La clôture de l'instruction a été ordonnée le 7 décembre 2021, et l'affaire fixée à l'audience de plaidoirie du 8 février 2022, où la décision a été mise en délibéré par mise à disposition au greffe au 20 avril 2022.

MOTIFS

La recevabilité des appels, formés à titre principal et incident, n'est pas discutée et les éléments du dossier ne conduisent pas la cour à le faire d'office. Ces appels seront dits recevables en la forme, tel que sollicité.

Sur les indemnités de repas

Monsieur [X] sollicite l'infirmation du jugement en ce qu'il l'a débouté de sa demande de condamnation de l'employeur à lui verser une somme de 662,20 euros à titre d'indemnités de repas (désignées par les premiers juges comme indemnités de paniers/repas, ce dont il ne peut être tiré de conséquence déterminante dans le cadre du présent litige d'appel) sur la période de mai à septembre 2016, et se prévaut au soutien de ses demandes des dispositions de la convention collective nationale (IDCC 1597) des ouvriers employés par les entreprises du bâtiment non visées par le décret du 1er mars 1962 (c'est-à-dire occupant plus de 10 salariés), exposant que les indemnités de repas de l'article 8.15, qui lui étaient dues puisque sur la période de mai à septembre 2016 il ne pouvait pas prendre ses repas à sa résidence habituelle, ne figuraient pas sur les bulletins de paie, contrairement à ce qu'avaient retenu les premiers juges (assimilant à tort indemnité de transport et de paniers/repas).

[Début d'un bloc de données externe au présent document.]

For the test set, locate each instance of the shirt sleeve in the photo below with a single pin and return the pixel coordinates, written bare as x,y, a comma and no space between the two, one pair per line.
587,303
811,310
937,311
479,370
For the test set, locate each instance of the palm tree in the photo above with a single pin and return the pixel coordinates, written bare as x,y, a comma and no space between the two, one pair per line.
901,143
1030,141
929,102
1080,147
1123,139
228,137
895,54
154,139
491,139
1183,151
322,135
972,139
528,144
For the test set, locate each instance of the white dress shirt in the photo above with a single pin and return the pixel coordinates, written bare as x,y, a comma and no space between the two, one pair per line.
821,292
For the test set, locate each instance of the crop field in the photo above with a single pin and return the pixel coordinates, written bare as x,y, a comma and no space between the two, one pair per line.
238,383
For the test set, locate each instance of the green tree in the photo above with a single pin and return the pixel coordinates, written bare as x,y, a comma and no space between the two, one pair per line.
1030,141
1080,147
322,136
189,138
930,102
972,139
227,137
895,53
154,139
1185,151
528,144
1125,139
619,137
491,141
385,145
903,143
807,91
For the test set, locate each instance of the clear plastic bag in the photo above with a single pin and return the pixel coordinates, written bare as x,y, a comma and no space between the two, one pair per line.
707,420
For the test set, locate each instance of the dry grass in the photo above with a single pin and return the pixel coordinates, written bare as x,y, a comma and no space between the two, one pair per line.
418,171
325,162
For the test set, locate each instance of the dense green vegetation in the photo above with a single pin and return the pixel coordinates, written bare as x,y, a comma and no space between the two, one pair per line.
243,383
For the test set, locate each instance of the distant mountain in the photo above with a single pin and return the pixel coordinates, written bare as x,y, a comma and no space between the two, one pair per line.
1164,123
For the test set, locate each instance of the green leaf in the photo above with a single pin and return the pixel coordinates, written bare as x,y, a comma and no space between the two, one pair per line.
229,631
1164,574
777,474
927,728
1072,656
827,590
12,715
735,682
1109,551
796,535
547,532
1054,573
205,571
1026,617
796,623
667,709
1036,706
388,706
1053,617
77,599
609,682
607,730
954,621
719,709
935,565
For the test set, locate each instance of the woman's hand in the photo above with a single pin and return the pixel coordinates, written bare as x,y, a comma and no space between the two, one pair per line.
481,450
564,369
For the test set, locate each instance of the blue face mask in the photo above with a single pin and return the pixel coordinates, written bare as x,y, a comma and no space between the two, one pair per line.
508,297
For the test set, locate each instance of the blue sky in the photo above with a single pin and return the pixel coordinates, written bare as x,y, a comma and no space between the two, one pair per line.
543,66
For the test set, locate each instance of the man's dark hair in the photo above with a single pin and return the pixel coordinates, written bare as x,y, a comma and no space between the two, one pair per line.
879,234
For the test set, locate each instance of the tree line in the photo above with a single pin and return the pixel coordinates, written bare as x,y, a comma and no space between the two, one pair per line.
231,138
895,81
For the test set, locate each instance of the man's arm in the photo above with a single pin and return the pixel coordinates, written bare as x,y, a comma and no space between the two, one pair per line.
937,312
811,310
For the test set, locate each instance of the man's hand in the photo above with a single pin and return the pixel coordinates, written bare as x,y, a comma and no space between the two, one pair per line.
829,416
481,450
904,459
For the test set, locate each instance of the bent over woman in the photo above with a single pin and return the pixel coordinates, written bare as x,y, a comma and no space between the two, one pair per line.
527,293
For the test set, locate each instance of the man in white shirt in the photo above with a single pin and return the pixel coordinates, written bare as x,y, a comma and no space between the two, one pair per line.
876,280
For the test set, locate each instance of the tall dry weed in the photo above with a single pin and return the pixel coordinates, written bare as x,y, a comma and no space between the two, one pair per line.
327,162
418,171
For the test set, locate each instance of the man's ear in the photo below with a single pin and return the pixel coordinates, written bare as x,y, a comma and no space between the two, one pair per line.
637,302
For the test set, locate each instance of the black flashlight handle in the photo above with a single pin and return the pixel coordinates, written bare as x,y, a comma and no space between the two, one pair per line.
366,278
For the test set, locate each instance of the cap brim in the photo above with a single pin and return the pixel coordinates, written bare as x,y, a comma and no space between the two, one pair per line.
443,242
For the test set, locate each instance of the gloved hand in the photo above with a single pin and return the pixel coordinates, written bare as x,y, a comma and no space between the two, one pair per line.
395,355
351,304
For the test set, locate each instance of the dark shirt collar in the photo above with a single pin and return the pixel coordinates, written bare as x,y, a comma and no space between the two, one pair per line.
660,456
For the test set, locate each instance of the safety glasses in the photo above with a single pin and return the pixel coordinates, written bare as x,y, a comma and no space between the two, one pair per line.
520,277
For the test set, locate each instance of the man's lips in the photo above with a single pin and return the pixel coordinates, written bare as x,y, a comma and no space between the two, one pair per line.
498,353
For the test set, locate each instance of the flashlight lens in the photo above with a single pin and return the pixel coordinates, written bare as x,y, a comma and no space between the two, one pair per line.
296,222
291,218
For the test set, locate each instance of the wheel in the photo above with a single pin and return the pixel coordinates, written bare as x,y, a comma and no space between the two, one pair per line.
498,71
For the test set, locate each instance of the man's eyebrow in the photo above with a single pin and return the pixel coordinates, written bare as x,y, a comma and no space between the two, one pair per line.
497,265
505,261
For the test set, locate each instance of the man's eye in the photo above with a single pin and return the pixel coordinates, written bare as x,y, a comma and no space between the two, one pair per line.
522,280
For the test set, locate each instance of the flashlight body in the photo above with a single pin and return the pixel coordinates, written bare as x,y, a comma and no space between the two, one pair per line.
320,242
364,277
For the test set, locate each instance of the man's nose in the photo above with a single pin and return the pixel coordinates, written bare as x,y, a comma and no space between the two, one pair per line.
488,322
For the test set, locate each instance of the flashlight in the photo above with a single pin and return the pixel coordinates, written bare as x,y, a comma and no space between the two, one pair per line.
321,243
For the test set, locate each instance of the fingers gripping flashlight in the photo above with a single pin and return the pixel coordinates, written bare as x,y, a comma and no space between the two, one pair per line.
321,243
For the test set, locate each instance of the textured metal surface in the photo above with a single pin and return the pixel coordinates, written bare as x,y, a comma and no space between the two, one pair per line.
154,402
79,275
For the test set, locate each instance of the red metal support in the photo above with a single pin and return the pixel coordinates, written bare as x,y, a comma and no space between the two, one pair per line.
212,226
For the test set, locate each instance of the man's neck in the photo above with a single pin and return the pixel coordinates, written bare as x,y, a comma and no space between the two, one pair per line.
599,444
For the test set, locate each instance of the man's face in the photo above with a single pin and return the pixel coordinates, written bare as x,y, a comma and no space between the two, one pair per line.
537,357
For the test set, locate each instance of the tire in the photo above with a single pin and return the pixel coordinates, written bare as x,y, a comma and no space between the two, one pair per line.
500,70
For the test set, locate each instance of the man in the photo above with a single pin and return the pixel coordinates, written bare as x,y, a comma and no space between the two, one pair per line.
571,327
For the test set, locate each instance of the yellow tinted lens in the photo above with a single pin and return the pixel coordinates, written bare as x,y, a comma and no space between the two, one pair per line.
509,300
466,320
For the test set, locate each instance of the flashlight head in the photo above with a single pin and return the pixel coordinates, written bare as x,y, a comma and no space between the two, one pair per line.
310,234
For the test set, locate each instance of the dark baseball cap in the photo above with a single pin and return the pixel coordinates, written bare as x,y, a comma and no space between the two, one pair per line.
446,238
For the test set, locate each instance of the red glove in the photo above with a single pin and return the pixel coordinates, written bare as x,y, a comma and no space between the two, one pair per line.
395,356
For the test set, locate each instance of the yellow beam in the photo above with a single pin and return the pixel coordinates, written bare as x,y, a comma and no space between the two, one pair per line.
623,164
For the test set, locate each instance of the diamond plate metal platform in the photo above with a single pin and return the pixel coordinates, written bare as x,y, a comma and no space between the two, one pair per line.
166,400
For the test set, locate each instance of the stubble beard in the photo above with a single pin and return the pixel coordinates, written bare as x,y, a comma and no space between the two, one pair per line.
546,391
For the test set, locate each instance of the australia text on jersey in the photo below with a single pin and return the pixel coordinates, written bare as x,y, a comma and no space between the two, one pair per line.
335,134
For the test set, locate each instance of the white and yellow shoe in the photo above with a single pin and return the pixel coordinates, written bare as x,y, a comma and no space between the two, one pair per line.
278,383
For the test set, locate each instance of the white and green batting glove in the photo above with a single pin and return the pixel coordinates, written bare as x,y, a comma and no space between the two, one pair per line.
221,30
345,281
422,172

La S.A.S. Raffalli Paul Mathieu indique quant à elle que la convention collective nationale applicable à la relation de travail liant les parties est celle des ouvriers des travaux publics (IDCC1702) et que le salarié a bien perçu les indemnités repas y afférentes.

Le contrat de travail de Monsieur [X] indique en son article 10 'Statut Collectif Le présent contrat sera régi par les dispositions de la convention collective des Travaux Publics', tandis que les bulletins de paie produits au dossier mentionne une 'CC : Bâtiment et travaux publics' et le fait que Monsieur [X] appartient à la catégorie ouvriers.

Il ne peut être contesté, notamment au vu de l'activité principale de l'entreprise (liée à des travaux publics, notamment d'électrification, de canalisations souterraines et tous travaux annexes, ce qui est concordant avec l'extrait Kbis transmis), que les rapports entre Monsieur [X] et son employeur étaient effectivement soumis, sur la période concernée, à la convention collective nationale des ouvriers des travaux publics (IDCC 1702).

Dès lors, après avoir rappelé que toute juridiction saisie, tenue de vérifier l'absence ou la réunion des conditions d'application des règles invoquées à l'appui de demandes, n'a pas à inviter préalablement les parties à formuler des observations sur ces aspects nécessairement dans le débat, la cour ne peut qu'observer que l'appelant, Monsieur [X], devant apporter les éléments de fait et de droit nécessaires au succès de ses prétentions, ne démontre pas que les dispositions de la convention collective des ouvriers employés par les entreprises du bâtiment non visées par le décret du 1er mars 1962 (c'est-à-dire occupant plus de 10 salariés), en ce inclus celles de l'article 8.15 fondant ses prétentions au titre des indemnités de repas sollicitées, étaient applicables, à l'époque concernée par sa demande, à la relation de travail liant les parties. Force est de constater qu'il ne forme pas de demande subsidiaire au titre des indemnités de repas en visant la convention collective nationale des ouvriers des travaux publics (IDCC1702). Dès lors, il sera débouté de sa demande d'indemnités de repas, le jugement entrepris étant confirmé à cet égard. Les demandes en sens contraire seront rejetées.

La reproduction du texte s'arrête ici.